Comme les français, nous considérons que l’offre politique actuelle est décevante, le système politique impuissant, chacun s’interroge sur une alternative qui pourrait répondre à l’attente des français en proposant un projet qui sache préserver son unité et incarner une renaissance politique. Quel que soit le vainqueur de l’élection, nous pensons que la première année de son quinquennat devra être réservée à cet objectif : refaire l’unité. Et nous proposons une modalité : la convocation
d’Etats Généraux du bien commun pour l’unité de la France avec une méthode, l’exercice du débat contradictoire et en se conformant au principe de subsidiarité, c’est-à-dire en s’appuyant sur la société civile et par le bas.
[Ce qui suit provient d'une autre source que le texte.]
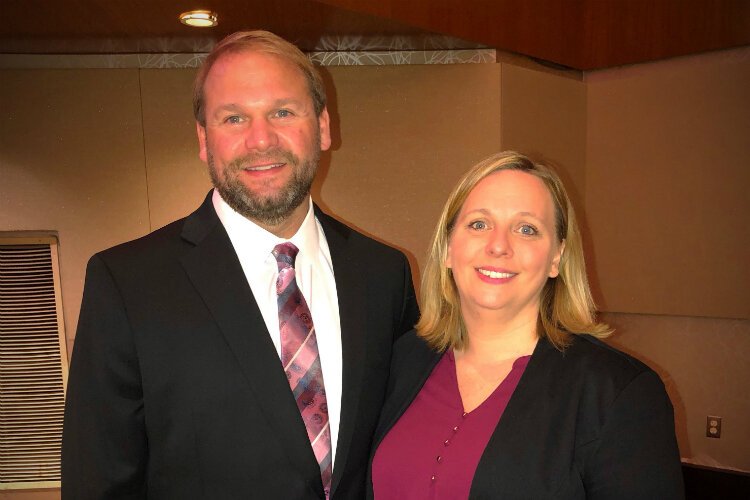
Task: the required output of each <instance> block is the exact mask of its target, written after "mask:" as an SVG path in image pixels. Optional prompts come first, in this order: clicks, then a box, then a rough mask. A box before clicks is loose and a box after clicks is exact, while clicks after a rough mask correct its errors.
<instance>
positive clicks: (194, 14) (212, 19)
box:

Seuls des Etats Généraux pourrons rénover notre démocratie et faire la preuve d’un courage et d’une volonté politique car il est impossible de séparer la promotion de la justice sociale de la reconnaissance des valeurs et de la culture du peuple.
En attendant 2027
Le président de la République, Emmanuel Macron, nous propose de son côté de participer aux travaux du « Conseil national de la refondation » réunissant des « forces politiques, sociales, associatives ainsi que des citoyens ». Cette initiative renvoyait explicitement au Conseil national de la Résistance (CNR), créé au printemps de 1943 pour rassembler les partis politiques et les mouvements de résistance et préparer la libération de la France. « Nous vivons un temps comparable », a ajouté le président de la République. Nous sommes d’accord sur le constat cependant pour l’IEP cette initiative est totalement contreproductive car emmenant de l’exécutif cela n’a pas la légitimité populaire comme le suggérerait le principe de subsidiarité. C’est à la société civile, elle-même, de porter cette intuition et initiative avec l’aide bien sûr (subsidium) de l’Etat et de l’exécutif. Nous l’avons exprimé auprès de l’organisme « CNR » dans le cadre d’une contribution, en lui proposant de se conformer à la bonne définition du principe de subsidiarité mais qui est resté sans réaction… Nous pensons donc important de lancer à l’inverse d’initiative du CNR, une mobilisation citoyenne, sans attendre, pour exprimer et incarner ce mouvement « populariste ». Il s’agirait de convoquer des « Assises du Bien Commun » en nous appuyant sur les clubs IEP créés dans 10 villes en France représentatives de ce qu’est aujourd’hui la France.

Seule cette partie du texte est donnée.